2. Batch Process During Off-Peak Hours
Most estimate workflows can wait 8 to 12 hours. Configure your n8n workflow to run during overnight hours when API rates are lower and you get cheaper priority. Estimatic AI and AI-Boost both offer discounted rates for batch processing. If you generate 10 estimates overnight instead of throughout the day, you'll see a 15 to 20 percent cost saving.
3. Build in a Contingency Logic
Not every job needs the same contingency percentage. If the damage assessment shows "poor" condition on multiple materials, automatically increase contingency from 10 percent to 15 percent. If condition is "good" throughout, drop to 8 percent. Add a conditional logic node in n8n to adjust this based on detected severity.
4. Monitor API Rate Limits and Cache Results
PixelCut AI has a 100-request-per-minute limit on the construction site analysis endpoint. If you're processing a large batch, you'll hit this ceiling. The solution is to implement request queuing in n8n; delay requests by 750ms between API calls. Also, if the same image is analysed twice, store the result locally for 30 days to avoid re-processing.

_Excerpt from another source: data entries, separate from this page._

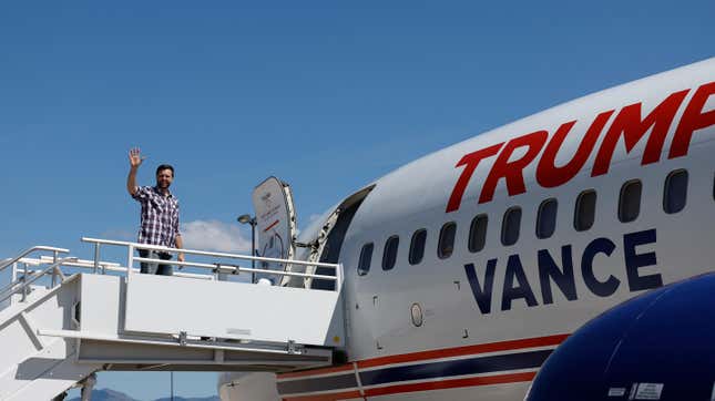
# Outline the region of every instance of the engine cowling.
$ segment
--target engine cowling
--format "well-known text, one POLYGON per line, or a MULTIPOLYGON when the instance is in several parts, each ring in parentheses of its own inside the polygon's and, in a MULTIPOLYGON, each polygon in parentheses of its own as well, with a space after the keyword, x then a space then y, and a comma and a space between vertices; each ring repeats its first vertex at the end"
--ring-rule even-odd
POLYGON ((714 337, 715 274, 652 290, 569 337, 527 400, 712 400, 714 337))

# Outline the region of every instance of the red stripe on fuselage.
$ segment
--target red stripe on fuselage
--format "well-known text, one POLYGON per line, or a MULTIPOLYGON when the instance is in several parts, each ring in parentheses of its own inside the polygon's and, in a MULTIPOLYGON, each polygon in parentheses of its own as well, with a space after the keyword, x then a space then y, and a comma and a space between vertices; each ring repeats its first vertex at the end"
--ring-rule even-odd
POLYGON ((349 400, 349 399, 365 399, 360 395, 360 392, 357 390, 335 392, 331 394, 318 394, 318 395, 298 395, 298 397, 287 397, 283 398, 283 401, 334 401, 334 400, 349 400))
POLYGON ((569 335, 555 335, 555 336, 547 336, 547 337, 525 338, 521 340, 488 342, 488 343, 480 343, 476 346, 466 346, 466 347, 457 347, 457 348, 447 348, 441 350, 431 350, 431 351, 404 353, 404 354, 389 356, 389 357, 380 357, 380 358, 358 361, 357 363, 359 369, 365 369, 365 368, 379 367, 382 364, 415 362, 415 361, 421 361, 426 359, 460 357, 466 354, 497 352, 497 351, 509 351, 509 350, 515 350, 515 349, 522 349, 522 348, 558 346, 561 342, 563 342, 563 340, 565 340, 568 337, 569 335))
POLYGON ((519 383, 523 381, 531 381, 533 380, 534 376, 537 376, 537 372, 509 373, 509 374, 498 374, 498 376, 488 376, 488 377, 469 378, 469 379, 439 380, 439 381, 430 381, 427 383, 397 384, 397 385, 381 387, 377 389, 367 389, 365 390, 365 395, 376 397, 376 395, 397 394, 397 393, 415 392, 415 391, 456 389, 460 387, 519 383))

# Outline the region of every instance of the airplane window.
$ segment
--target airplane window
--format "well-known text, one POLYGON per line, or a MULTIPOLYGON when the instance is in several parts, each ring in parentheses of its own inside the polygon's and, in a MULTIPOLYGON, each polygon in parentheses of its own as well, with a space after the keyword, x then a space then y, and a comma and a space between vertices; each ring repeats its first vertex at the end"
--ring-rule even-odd
POLYGON ((400 244, 400 237, 394 235, 387 238, 385 251, 382 251, 382 270, 391 270, 397 260, 397 247, 400 244))
POLYGON ((576 232, 585 232, 593 226, 595 219, 595 202, 596 194, 593 189, 588 189, 579 194, 573 218, 573 227, 576 232))
POLYGON ((619 219, 621 223, 635 220, 641 213, 641 181, 633 179, 623 184, 619 198, 619 219))
POLYGON ((370 260, 372 259, 372 243, 365 244, 360 250, 360 260, 358 261, 358 276, 365 276, 370 271, 370 260))
POLYGON ((469 227, 469 244, 467 244, 469 251, 477 253, 484 248, 487 241, 487 225, 489 217, 487 215, 478 215, 472 219, 469 227))
POLYGON ((537 237, 549 238, 556 230, 556 212, 559 210, 559 202, 555 198, 550 198, 539 205, 539 214, 537 216, 537 237))
POLYGON ((501 243, 505 246, 517 244, 521 226, 521 207, 514 206, 507 209, 501 222, 501 243))
POLYGON ((687 171, 676 169, 665 178, 663 210, 667 214, 678 213, 685 207, 687 196, 687 171))
POLYGON ((425 228, 418 229, 412 234, 412 240, 410 241, 410 255, 409 261, 410 265, 417 265, 422 261, 425 256, 425 241, 427 240, 427 230, 425 228))
POLYGON ((447 259, 452 256, 454 250, 454 235, 457 234, 457 224, 454 222, 446 223, 439 232, 439 247, 437 256, 440 259, 447 259))

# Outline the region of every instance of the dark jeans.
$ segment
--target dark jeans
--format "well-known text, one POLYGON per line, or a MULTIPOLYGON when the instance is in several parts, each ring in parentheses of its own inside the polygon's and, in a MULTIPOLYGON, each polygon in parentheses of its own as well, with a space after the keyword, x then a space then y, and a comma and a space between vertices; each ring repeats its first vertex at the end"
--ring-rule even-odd
MULTIPOLYGON (((171 254, 162 253, 159 250, 147 250, 147 249, 139 249, 139 256, 142 258, 161 259, 161 260, 170 260, 172 258, 171 254)), ((140 271, 145 275, 146 274, 160 275, 160 276, 174 275, 174 268, 172 265, 160 264, 159 261, 157 263, 142 261, 141 265, 142 265, 142 268, 140 271)))

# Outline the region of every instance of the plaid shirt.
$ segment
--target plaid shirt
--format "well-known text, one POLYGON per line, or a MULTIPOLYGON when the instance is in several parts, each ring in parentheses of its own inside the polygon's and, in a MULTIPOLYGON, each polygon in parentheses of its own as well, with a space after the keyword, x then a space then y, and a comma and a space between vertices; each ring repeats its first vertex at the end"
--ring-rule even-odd
POLYGON ((167 196, 155 186, 140 186, 132 196, 142 204, 142 226, 139 229, 140 244, 174 247, 178 233, 178 199, 167 196))

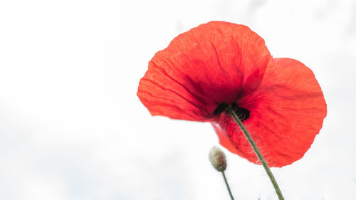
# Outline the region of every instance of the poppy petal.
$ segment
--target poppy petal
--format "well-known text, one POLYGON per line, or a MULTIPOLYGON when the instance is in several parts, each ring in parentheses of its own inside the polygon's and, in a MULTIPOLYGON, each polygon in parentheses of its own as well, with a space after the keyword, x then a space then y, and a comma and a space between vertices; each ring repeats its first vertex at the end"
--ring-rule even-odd
MULTIPOLYGON (((243 123, 270 167, 281 167, 303 157, 327 112, 323 92, 313 72, 290 58, 273 58, 258 88, 236 103, 251 111, 250 117, 243 123)), ((230 116, 221 115, 218 123, 215 125, 220 127, 218 135, 225 135, 230 140, 228 149, 260 164, 230 116), (236 149, 231 150, 232 146, 236 149)), ((222 137, 219 138, 221 141, 222 137)))
POLYGON ((263 39, 247 26, 209 22, 155 55, 137 96, 152 115, 211 121, 220 103, 258 87, 271 58, 263 39))

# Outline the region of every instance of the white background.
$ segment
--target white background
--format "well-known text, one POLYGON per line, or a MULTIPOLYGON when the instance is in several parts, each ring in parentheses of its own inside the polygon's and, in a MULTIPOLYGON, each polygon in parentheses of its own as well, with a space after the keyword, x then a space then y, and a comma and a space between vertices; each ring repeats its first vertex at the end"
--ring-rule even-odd
MULTIPOLYGON (((154 53, 212 20, 248 26, 324 92, 311 148, 273 169, 286 199, 356 199, 352 0, 1 1, 0 199, 229 199, 211 125, 152 117, 136 96, 154 53)), ((276 199, 224 150, 236 199, 276 199)))

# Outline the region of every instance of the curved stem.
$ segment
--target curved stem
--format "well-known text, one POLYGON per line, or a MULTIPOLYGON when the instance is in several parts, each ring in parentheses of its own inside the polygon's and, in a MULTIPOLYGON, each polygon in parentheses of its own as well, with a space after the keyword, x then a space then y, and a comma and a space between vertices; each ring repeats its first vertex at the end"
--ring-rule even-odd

5. Set Up Approval Gates for Large Estimates
If an estimate exceeds a certain threshold (say, £10,000), don't send it to the contractor automatically. Instead, append it to a Google Sheet and send a Slack notification to your senior estimator. They can review assumptions, adjust contingencies if needed, and then manually approve it for sending. For smaller estimates below the threshold, send automatically. This balances speed with quality control.
Cost Breakdown
| Tool | Plan Needed | Monthly Cost | Notes |
|---|---|---|---|
| PixelCut AI | Professional (500 analyses/month) | £45 | Includes construction site analysis module; overages at £0.15 each |
| AI-Boost | Standard (unlimited enrichments) | £120 | Includes regional labour rate database and material cost feeds updated weekly |
| Estimatic AI | Pro (100 estimates/month) | £85 | Includes templates for residential and commercial; overages at £8 per estimate |
| n8n (self-hosted) | Open-source (free) | £0 | Runs on your own server or Docker instance; small VPS costs £5 to £15/month if needed |
| SendGrid or email integration | Standard | £0 to £20 | Free up to 100 emails/day; included in most plans |
| Google Drive / cloud storage | Business Standard | £12 | Already part of most organisations; includes 2TB storage |
| Total Monthly | £262 to £282 | Covers 500 estimates per month with room to scale |
At this cost structure, you're paying roughly 50p to 60p per estimate generated. If your team currently spends 30 minutes per estimate at an average of £30/hour labour cost, you're paying £15 per estimate. Automation drops that to £0.60 while removing the delay and human error. The payback is immediate.